Lissa Wray Beal has an extended discussion on this in her commentary and is well worth quoting from. She reminds us that this is not the first case of God allowing people to head to their own destruction:
Other instances can be cited in which YHWH causes an action to be taken that results in the individual’s downfall or destruction: Eli’s sons reject their father’s advice (1 Sam. 2:25b), Absalom rejects Ahithophel’s advice (2 Sam 17:14), Rehoboam takes foolish advice (1 Kgs 12;15), Amaziah chooses to go to war (2 Chr. 25:20). In each case the one deceived has already shown some propensity against YHWH and his purposes. The outcome of YHWH’s action is judgment against the individual.
God can and does allow spiritual blindness to take place, as we read about in Ezekiel 14:1-9, and he can even use an evil spirit to accomplish his purposes, as we find in Judges 9:22-24. She continues with her discussion of the evil king:
This is certainly the case with Ahab. YHWH has already predetermined judgment against him (21:17–26) and, although Ahab repents (21:27–29), judgment is not commuted but delayed. Ahab had repeatedly shown himself intractable against YHWH. . . . Given YHWH’s ordained judgment against Ahab, and Ahab’s entrenched disobedience, the deception plays upon Ahab’s disobedience and facilitates the judgment.
She reminds us of Psalm 18:26-27 which says of God, “with the perverse you show yourself crafty,” and continues:
YHWH acts toward people according to their own propensity, and those who oppose him he opposes. The deception plays out to their judgment and sin is called to account. There is no loss to YHWH’s truthfulness in such actions….
Upholding YHWH’s truthfulness in these contexts does not conflict with upholding YHW’s prerogative to act with sleight and deception against confirmed sinners.
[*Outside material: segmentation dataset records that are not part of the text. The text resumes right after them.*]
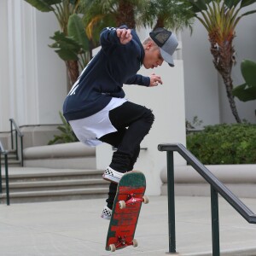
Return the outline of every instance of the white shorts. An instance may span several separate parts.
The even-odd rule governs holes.
[[[125,102],[127,100],[124,98],[112,98],[110,102],[100,112],[84,119],[69,121],[78,139],[88,146],[95,147],[102,143],[97,138],[117,131],[110,122],[108,113]]]

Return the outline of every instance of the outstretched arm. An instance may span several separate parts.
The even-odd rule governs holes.
[[[126,82],[126,84],[137,84],[144,85],[148,87],[157,86],[159,84],[163,84],[160,76],[153,73],[149,77],[144,77],[140,74],[136,74],[130,78]]]

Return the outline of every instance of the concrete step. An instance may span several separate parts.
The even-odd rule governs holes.
[[[15,173],[9,175],[9,183],[15,182],[30,182],[30,181],[49,181],[49,180],[68,180],[81,178],[102,178],[103,170],[62,170],[62,172],[34,172],[34,173]],[[4,173],[3,173],[3,180],[5,180]]]
[[[102,170],[10,168],[10,204],[107,197]],[[3,175],[2,203],[6,202]]]
[[[20,166],[21,161],[17,160],[16,153],[14,150],[9,151],[8,154],[8,166]],[[4,166],[4,155],[1,154],[1,165]]]
[[[73,179],[73,180],[49,180],[40,182],[20,182],[10,183],[9,191],[29,192],[29,191],[47,191],[63,190],[91,188],[108,188],[109,183],[102,178]],[[3,185],[3,192],[5,193],[5,183]]]
[[[108,188],[89,188],[48,191],[10,192],[10,204],[25,202],[57,201],[80,199],[107,198]],[[2,194],[2,203],[6,203],[6,195]]]

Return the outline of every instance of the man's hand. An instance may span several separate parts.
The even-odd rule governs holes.
[[[126,44],[132,38],[132,36],[131,34],[131,29],[118,28],[116,30],[116,34],[117,34],[118,38],[119,38],[120,43],[122,44]]]
[[[163,84],[162,79],[160,76],[157,76],[156,74],[153,73],[152,75],[149,76],[149,78],[150,78],[149,87],[157,86],[159,84]]]

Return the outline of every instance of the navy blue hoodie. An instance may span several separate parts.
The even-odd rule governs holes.
[[[99,112],[112,97],[125,97],[123,84],[149,85],[149,77],[137,74],[145,54],[134,30],[131,35],[132,39],[122,44],[115,28],[107,27],[101,32],[101,50],[83,70],[64,102],[63,114],[67,121]]]

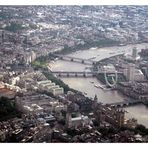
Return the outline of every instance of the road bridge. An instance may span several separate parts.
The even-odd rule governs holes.
[[[55,74],[59,77],[95,77],[96,74],[93,72],[71,72],[71,71],[54,71],[52,74]]]
[[[76,58],[66,55],[59,55],[59,54],[53,54],[53,56],[58,57],[60,60],[70,61],[70,62],[77,62],[85,65],[95,65],[96,62],[88,60],[88,59],[82,59],[82,58]]]
[[[99,72],[85,72],[85,71],[51,71],[52,74],[55,74],[59,77],[95,77],[97,74],[102,73],[104,71]],[[113,72],[108,72],[108,74],[112,74]],[[118,72],[120,73],[120,72]]]
[[[126,100],[123,102],[111,103],[108,105],[111,105],[112,107],[126,107],[126,106],[132,106],[140,103],[143,103],[143,102],[141,100]]]

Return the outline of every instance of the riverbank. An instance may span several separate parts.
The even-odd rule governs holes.
[[[111,40],[111,39],[101,39],[99,41],[86,41],[85,44],[79,44],[74,47],[68,47],[67,45],[61,51],[57,51],[57,54],[69,54],[72,52],[76,52],[78,50],[88,50],[91,47],[112,47],[119,46],[120,42]]]

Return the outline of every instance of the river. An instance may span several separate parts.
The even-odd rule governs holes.
[[[148,47],[147,43],[127,45],[119,47],[104,47],[104,48],[91,48],[88,50],[77,51],[68,54],[68,56],[91,59],[92,61],[99,61],[104,58],[110,57],[111,54],[117,55],[120,53],[132,54],[132,48],[136,47],[138,51],[142,48]],[[91,66],[83,65],[80,63],[72,63],[68,61],[52,61],[49,63],[52,71],[90,71]],[[127,97],[123,96],[118,91],[103,90],[96,88],[95,85],[102,85],[96,78],[61,78],[71,88],[79,90],[86,94],[88,97],[98,96],[98,102],[102,103],[114,103],[121,102]],[[139,124],[143,124],[148,127],[148,109],[144,105],[136,105],[127,107],[125,110],[128,112],[126,118],[134,117],[138,119]]]

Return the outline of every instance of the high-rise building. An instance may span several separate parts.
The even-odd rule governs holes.
[[[129,81],[134,81],[134,75],[135,75],[135,64],[129,63],[127,71],[127,79]]]
[[[137,57],[137,48],[134,47],[134,48],[133,48],[133,51],[132,51],[132,58],[133,58],[134,60],[136,60],[136,57]]]

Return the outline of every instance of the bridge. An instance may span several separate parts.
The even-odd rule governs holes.
[[[81,63],[81,64],[85,64],[85,65],[95,65],[96,64],[96,62],[88,60],[88,59],[81,59],[81,58],[59,55],[59,54],[52,54],[52,55],[59,58],[60,60],[77,62],[77,63]]]
[[[95,77],[99,73],[103,73],[104,71],[99,72],[85,72],[85,71],[51,71],[52,74],[55,74],[59,77]],[[117,72],[121,73],[121,72]],[[111,72],[108,72],[108,74],[112,74]]]
[[[132,106],[136,104],[143,103],[141,100],[126,100],[123,102],[117,102],[117,103],[111,103],[111,104],[106,104],[106,105],[111,105],[112,107],[126,107],[126,106]]]
[[[71,71],[52,71],[52,74],[55,74],[59,77],[95,77],[96,74],[93,72],[71,72]]]

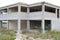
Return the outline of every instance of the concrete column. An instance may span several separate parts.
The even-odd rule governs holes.
[[[43,33],[45,33],[45,24],[44,23],[45,23],[44,20],[42,20],[42,31],[43,31]]]
[[[45,12],[45,5],[44,5],[44,2],[43,2],[43,3],[42,3],[42,32],[43,32],[43,33],[45,33],[44,12]]]
[[[9,21],[7,20],[7,29],[9,29]]]
[[[21,6],[18,5],[18,13],[20,13],[20,12],[21,12]]]
[[[2,21],[0,21],[0,28],[2,28]]]
[[[56,10],[55,10],[55,13],[56,13],[56,18],[57,18],[57,8],[56,8]]]
[[[27,30],[30,30],[30,21],[27,20]]]
[[[18,32],[21,33],[21,20],[18,20]]]
[[[27,30],[30,30],[29,12],[30,12],[30,10],[29,10],[29,8],[27,8],[27,13],[28,13],[28,15],[27,15]]]

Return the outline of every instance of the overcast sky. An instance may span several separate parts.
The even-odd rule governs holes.
[[[33,3],[43,2],[43,1],[60,6],[60,0],[0,0],[0,7],[18,3],[18,2],[33,4]]]

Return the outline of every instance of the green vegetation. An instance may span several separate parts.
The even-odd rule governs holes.
[[[15,40],[16,35],[12,30],[7,30],[6,28],[0,29],[0,40]]]
[[[34,38],[60,40],[60,32],[57,32],[57,31],[48,31],[46,33],[41,33],[41,32],[35,33],[35,32],[23,31],[23,34],[29,35]]]

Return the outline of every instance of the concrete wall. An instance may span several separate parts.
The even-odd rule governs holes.
[[[60,20],[52,20],[52,30],[60,31]]]
[[[0,28],[2,28],[2,21],[0,21]]]
[[[27,21],[26,20],[21,21],[21,28],[22,29],[27,29]]]
[[[17,30],[18,28],[18,22],[16,20],[11,20],[11,21],[8,21],[9,23],[9,29],[11,30]]]

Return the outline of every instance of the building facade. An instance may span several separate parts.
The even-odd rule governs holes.
[[[2,21],[8,21],[8,28],[19,32],[23,29],[60,31],[60,7],[46,2],[16,3],[0,7],[0,28]]]

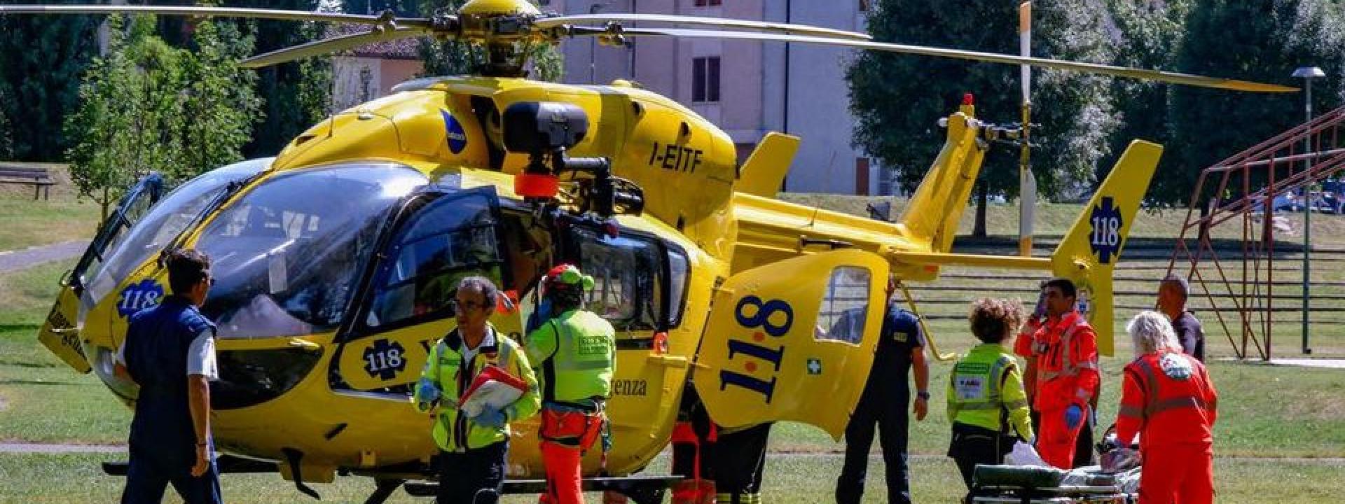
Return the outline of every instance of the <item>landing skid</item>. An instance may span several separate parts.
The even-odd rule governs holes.
[[[672,484],[682,481],[681,476],[624,476],[624,477],[589,477],[584,478],[585,492],[619,492],[629,497],[635,504],[658,504],[663,501],[663,495]],[[406,482],[406,493],[417,497],[432,497],[438,489],[433,481]],[[546,492],[546,480],[504,480],[502,493],[542,493]]]

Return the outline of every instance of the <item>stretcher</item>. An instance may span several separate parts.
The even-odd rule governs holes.
[[[1110,474],[1092,465],[1069,472],[1022,465],[978,465],[972,504],[1134,504],[1139,468]]]

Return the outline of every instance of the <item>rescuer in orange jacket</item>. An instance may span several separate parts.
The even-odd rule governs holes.
[[[1014,352],[1028,358],[1028,396],[1041,419],[1037,453],[1046,464],[1071,469],[1098,396],[1098,335],[1075,310],[1073,282],[1052,278],[1041,289],[1046,320],[1030,336],[1020,335]]]
[[[1128,446],[1139,434],[1139,504],[1212,503],[1215,384],[1200,360],[1182,353],[1166,316],[1141,312],[1126,331],[1135,360],[1123,374],[1116,439]]]

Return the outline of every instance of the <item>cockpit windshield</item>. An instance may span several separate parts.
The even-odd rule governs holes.
[[[278,175],[225,208],[196,243],[211,258],[203,312],[219,337],[334,329],[387,212],[426,181],[393,163],[338,164]]]
[[[85,271],[85,278],[81,278],[87,285],[82,296],[81,320],[95,302],[117,286],[117,282],[178,238],[211,202],[225,196],[230,183],[247,180],[266,169],[272,160],[273,157],[264,157],[235,163],[191,179],[151,207],[129,233],[118,234],[108,246],[104,255],[106,261],[93,261]],[[148,199],[144,202],[148,203]]]
[[[457,282],[468,276],[502,285],[495,208],[495,194],[480,190],[413,202],[408,210],[414,216],[393,237],[375,277],[364,324],[447,314]]]

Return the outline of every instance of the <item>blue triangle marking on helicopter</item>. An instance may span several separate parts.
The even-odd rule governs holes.
[[[438,113],[444,116],[444,133],[448,136],[448,151],[455,155],[463,152],[467,148],[467,132],[463,130],[463,125],[448,110],[440,109]]]

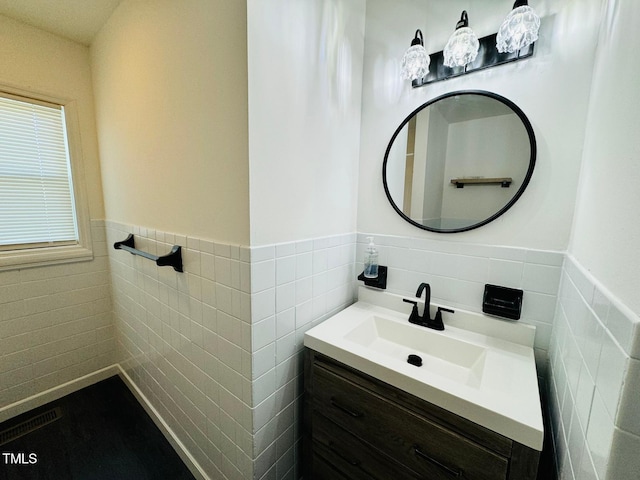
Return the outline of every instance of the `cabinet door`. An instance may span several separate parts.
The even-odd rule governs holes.
[[[367,480],[421,480],[424,478],[361,440],[318,412],[313,413],[314,451],[331,465],[339,467],[340,471],[347,474],[349,478]],[[315,479],[315,472],[313,478]]]
[[[322,367],[313,393],[314,409],[424,478],[507,478],[505,457]]]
Set upon a path of destruction by their own waywardness, their response to YHWH’s deception simply confirms their waywardness. They are hoist upon their own petard, and brought to judgment.
And all this is not just the domain of the Old Testament. We have already mentioned Romans 1 several times, and another key Pauline passage which deserves mention here is 2 Thessalonians 2:9-12:
The coming of the lawless one will be in accordance with how Satan works. He will use all sorts of displays of power through signs and wonders that serve the lie, and all the ways that wickedness deceives those who are perishing. They perish because they refused to love the truth and so be saved. For this reason God sends them a powerful delusion so that they will believe the lie and so that all will be condemned who have not believed the truth but have delighted in wickedness.
Here we see the same principle in operation. As people harden their hearts through sin, rebellion and disobedience, God abandons them to their evil ways. And he can even use secondary actors including the devil himself to confirm people in their downward trajectories.
So we have this pattern seen throughout Scripture. God is patient and merciful and extends offers of forgiveness if the wicked will turn from their ways. He even did this to the hyper-evil Ahab. But when sinners become set in their evil, God simply affirms and confirms their lifetime of bad decisions. God then gives them over.
This is a salutary lesson that all of us must pay careful attention to. As the writer to the book of Hebrews puts it, “Encourage yourselves daily while it is still today, so that none of you may grow hardened by the deceit of sin” (Heb. 3:12).